Mi hija mayor, pequeña todavía habitante de la irrealidad, como que se vestía de gala los domingos para ir a dejar en su calidad de pionera el diario El Siglo al compañero Corvalán; el jefe del PC vivía a tiro de dos piedras de mi casa. No se lo prohibíamos. Era un barrio tranquilo. Mi hija, a más de los valses, menor descubría a Nino Bravo.

 

Mi hija mayor era, y es, menuda de cuerpo, vivaz, loca de sus subjetividades y, sin embargo, capaz de organizar el mundo (pero no de dirigirlo). Mi hija menor era, y es, más bien ahorrativa de intimidades y perfectamente capaz de dirigir los planetas. Ambas han cumplido con la «ley de la especie» y tengo nietos —a los que obligo a llamarme tío, cosa que religiosamente no cumplen.

 

De cualquier modo las vi a ambas de bruces sobre las piedras del antejardín ñuñoíno con la boca de un faln —¿sería un faln?— respirándole apenas encima del cuello. Era 1973, setiembre 11, a las 12.42. Mi hija mayor había nacido en los sesentas, la menor cuatro años después: a todas luces animales peligrosos (del resto no vale la pena hablar).

 

¿Qué tiene que ver todo esto con Nino Bravo?
Nada. O no. O sí.

 

Mi hija mayor estudiaba en la Escuela Experimental de Educación Artística (por eso el violín; hubiera sido mejor estudiar trapología, porque antes de terminar el mes siguiente a la liberación del marxismo en Chile, con otros compañeritos, debieron lavar letrinas con trapos; eran peligrosos para la patria). Mi hija menor, mientras, decubrió a Nino Bravo. Ésa es la relación.

 

Y a canción que más le gustaba a esa niña (de ocho o nueve años) era una que se llama Libre.

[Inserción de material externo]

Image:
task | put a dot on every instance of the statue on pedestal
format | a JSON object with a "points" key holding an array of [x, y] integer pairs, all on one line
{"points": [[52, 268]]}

La misma que cantaban con la voz negada a los interrogadores los prisioneros del Estadio Nacional (en condiciones de hacerlo).
Incidentalmente estadio que en la actualidad lleva el nombre de un torpe comentarista de fútbol, en esa época golpista, pinochetista después —algo para agradecer a la Concertación.

 

Una querida amiga (a quien no conozco sino por eso de los correos electrónicos, colaboradora leal de SyS), Gisela Ortega, me envía desde Caracas canciones cantadas por Nino Bravo.
Y me cae otra vez en el alma ese mediodía de setiembre.

 

39 años, convengamos, no son tan pocos años considerando los que tenemos asignados en los genes para vivir. Bravo muere en abril de 1973; estaba muerto cuando mi hija menor lo «descubrió». Acaso la vida puede más que la muerte. O no tiene que ver con ella.

 

No sé si mis sobrinos —los hijos de mi hermana asesinada por la dictadura que hoy está tan bien representada en el gobierno de Chile— conocen a Nino Bravo; viven ellos repartidos por el mundo.

 

No puedo decirles nada; en algún expediente tribunalicio se puede leer sobre una mujer hermosa que sobrevivió a la tortura inútil, que ni las violaciones, ni las tenazas, ni los electrodos, ni el aborto del hijo que en ella crecía, al final, la derrotaron: tuvieron que matarla —y perder, esos hijos de cuatro mil leches, la memoria de sus actos. No puedo siquiera decirles que existe el derecho de venganza. No hay lugar para el ojo por ojo.
Tal como están las cosas los creyentes rezan (¿lo hacen?) para que no vuelvan. Y no se los lleven a ellos también.

 

Y así fue que descubrí, hace minutos, el recuerdo de Nino Bravo. Y aunque los cultos se enojen, oí y quiero compartir esta canción. Al fin y al cabo ¿qué?.

 

De algún modo vivir será como la última cerveza.